I am trying to evaluate my Logistic Regression model, going to get the "bestModel" based on the k-fold cross validation, which is also fully upgraded on the whole train_df.
This is my Pipeline:
# This function defines the general pipeline for logistic regression
def lr_pipeline(train, 
                numerical_feature, 
                target_variable, 
                with_std=True,
                with_mean=True,
                k_fold=5):
    from pyspark.ml.feature import StringIndexer, VectorAssembler, StandardScaler
    from pyspark.ml.tuning import CrossValidator, ParamGridBuilder
    from pyspark.ml.classification import LogisticRegression
    from pyspark.ml.evaluation import BinaryClassificationEvaluator
    from pyspark.ml import Pipeline
    # Create stages list
    stages = [] 
    # Create the logistic regression transformer
    log_reg = LogisticRegression(featuresCol="word2vect", labelCol="label", maxIter=100, weightCol="classWeigth") 
    # Add the logistic regression transformer to the pipeline stages (i.e., the last one)
    stages += [log_reg]
    # Set up the pipeline
    pipeline = Pipeline(stages=stages)
    # We use a ParamGridBuilder to construct a grid of parameters to search over.
    # A CrossValidator requires an Estimator, a set of Estimator ParamMaps, and an Evaluator.
    # We use a ParamGridBuilder to construct a grid of parameters to search over.
    # With 3 values for log_reg.regParam ($\lambda$) and 3 values for log_reg.elasticNetParam ($\alpha$),
    # this grid will have 3 x 3 = 9 parameter settings for CrossValidator to choose from.
    param_grid = ParamGridBuilder()\
    .addGrid(log_reg.regParam, [0.0, 0.05, 0.1]) \
    .addGrid(log_reg.elasticNetParam, [0.0, 0.5, 1.0]) \
    .build()
    
    cross_val = CrossValidator(estimator=pipeline, 
                               estimatorParamMaps=param_grid,
                               evaluator=BinaryClassificationEvaluator(metricName="areaUnderROC"), # default = "areaUnderROC", alternatively "areaUnderPR"
                               numFolds=k_fold,
                               collectSubModels=True # this flag allows us to store ALL the models trained during k-fold cross validation
                               )
    # Run cross-validation, and choose the best set of parameters.

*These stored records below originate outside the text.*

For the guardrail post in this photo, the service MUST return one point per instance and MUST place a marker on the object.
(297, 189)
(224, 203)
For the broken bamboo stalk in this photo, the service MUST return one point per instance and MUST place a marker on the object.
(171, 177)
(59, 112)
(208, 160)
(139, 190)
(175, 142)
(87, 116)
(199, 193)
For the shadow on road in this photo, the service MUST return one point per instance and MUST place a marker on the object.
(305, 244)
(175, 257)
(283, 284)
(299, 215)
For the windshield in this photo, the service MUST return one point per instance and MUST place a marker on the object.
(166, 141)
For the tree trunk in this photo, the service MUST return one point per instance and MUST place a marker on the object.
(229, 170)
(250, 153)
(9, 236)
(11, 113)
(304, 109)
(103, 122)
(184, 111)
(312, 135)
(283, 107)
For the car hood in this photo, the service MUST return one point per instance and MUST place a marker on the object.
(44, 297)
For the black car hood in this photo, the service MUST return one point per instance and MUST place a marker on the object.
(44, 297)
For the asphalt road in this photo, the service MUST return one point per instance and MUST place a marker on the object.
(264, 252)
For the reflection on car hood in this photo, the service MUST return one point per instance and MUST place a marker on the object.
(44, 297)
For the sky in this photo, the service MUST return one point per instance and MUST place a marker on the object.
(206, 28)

    cv_model = cross_val.fit(train)
    return cv_model
from pyspark.ml.tuning import CrossValidatorModel
cv_model = lr_pipeline(train_df, "word2vect", "label")

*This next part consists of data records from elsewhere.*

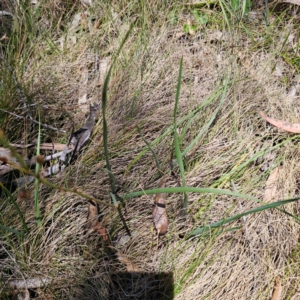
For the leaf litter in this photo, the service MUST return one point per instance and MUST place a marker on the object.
(219, 267)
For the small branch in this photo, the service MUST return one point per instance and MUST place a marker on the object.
(32, 283)
(34, 121)
(60, 188)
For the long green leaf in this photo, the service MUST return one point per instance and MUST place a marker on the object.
(104, 102)
(16, 207)
(176, 138)
(236, 217)
(12, 230)
(152, 150)
(37, 170)
(171, 128)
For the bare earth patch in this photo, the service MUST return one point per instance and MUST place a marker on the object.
(239, 151)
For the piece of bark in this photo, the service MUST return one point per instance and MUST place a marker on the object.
(277, 289)
(295, 128)
(93, 223)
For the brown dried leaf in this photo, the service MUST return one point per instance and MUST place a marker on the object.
(159, 214)
(295, 128)
(92, 215)
(101, 230)
(297, 2)
(277, 289)
(130, 267)
(93, 223)
(271, 185)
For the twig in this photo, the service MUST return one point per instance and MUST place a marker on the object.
(34, 121)
(252, 254)
(6, 13)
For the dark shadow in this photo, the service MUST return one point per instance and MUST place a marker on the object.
(128, 286)
(141, 286)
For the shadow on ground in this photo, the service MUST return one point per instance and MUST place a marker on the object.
(138, 285)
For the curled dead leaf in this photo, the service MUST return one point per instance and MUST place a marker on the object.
(295, 128)
(92, 222)
(130, 267)
(159, 214)
(271, 185)
(276, 295)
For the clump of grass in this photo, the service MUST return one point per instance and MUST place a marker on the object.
(218, 135)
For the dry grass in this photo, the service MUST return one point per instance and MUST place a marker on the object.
(238, 264)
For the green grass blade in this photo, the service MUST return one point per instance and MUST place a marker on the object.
(152, 150)
(212, 97)
(37, 170)
(104, 102)
(16, 207)
(198, 137)
(176, 138)
(171, 128)
(229, 175)
(12, 230)
(236, 217)
(188, 189)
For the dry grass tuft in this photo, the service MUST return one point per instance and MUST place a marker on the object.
(238, 151)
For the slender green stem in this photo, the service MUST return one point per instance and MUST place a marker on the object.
(176, 139)
(37, 170)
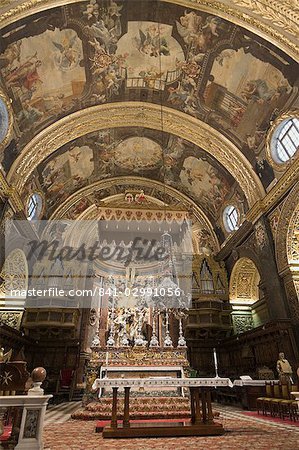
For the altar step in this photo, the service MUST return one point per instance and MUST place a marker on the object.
(140, 408)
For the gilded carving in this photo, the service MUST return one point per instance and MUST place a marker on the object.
(291, 287)
(242, 323)
(11, 318)
(6, 122)
(244, 281)
(117, 115)
(14, 273)
(260, 235)
(284, 224)
(293, 238)
(283, 15)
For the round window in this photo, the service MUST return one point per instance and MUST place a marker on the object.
(34, 206)
(231, 218)
(285, 140)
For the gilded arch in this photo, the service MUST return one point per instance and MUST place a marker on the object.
(127, 114)
(201, 221)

When I go to do the model summary:
training_result = cv_model.bestModel.stages[-1].summary
to take the best result obtained from the k-fold I get the following error:
RuntimeError                              Traceback (most recent call last)
<ipython-input-27-923b8532c6cf> in <module>()
      1 # `bestModel` is the best resulting model according to k-fold cross validation, which is also entirely retrained on the whole `train_df`
----> 2 training_result = cv_model.bestModel.stages[-1].summary
      3 print("***** Training Set *****")
      4 print("Area Under ROC Curve (ROC AUC): {:.3f}".format(training_result.areaUnderROC))
      5 print("***** Training Set *****")
/usr/local/lib/python3.7/dist-packages/pyspark/ml/classification.py in summary(self)
   1250         else:
   1251             raise RuntimeError("No training summary available for this %s" %
-> 1252                                self.__class__.__name__)
   1253 
   1254     def evaluate(self, dataset):
RuntimeError: No training summary available for this LogisticRegressionModel
Can anyone help me?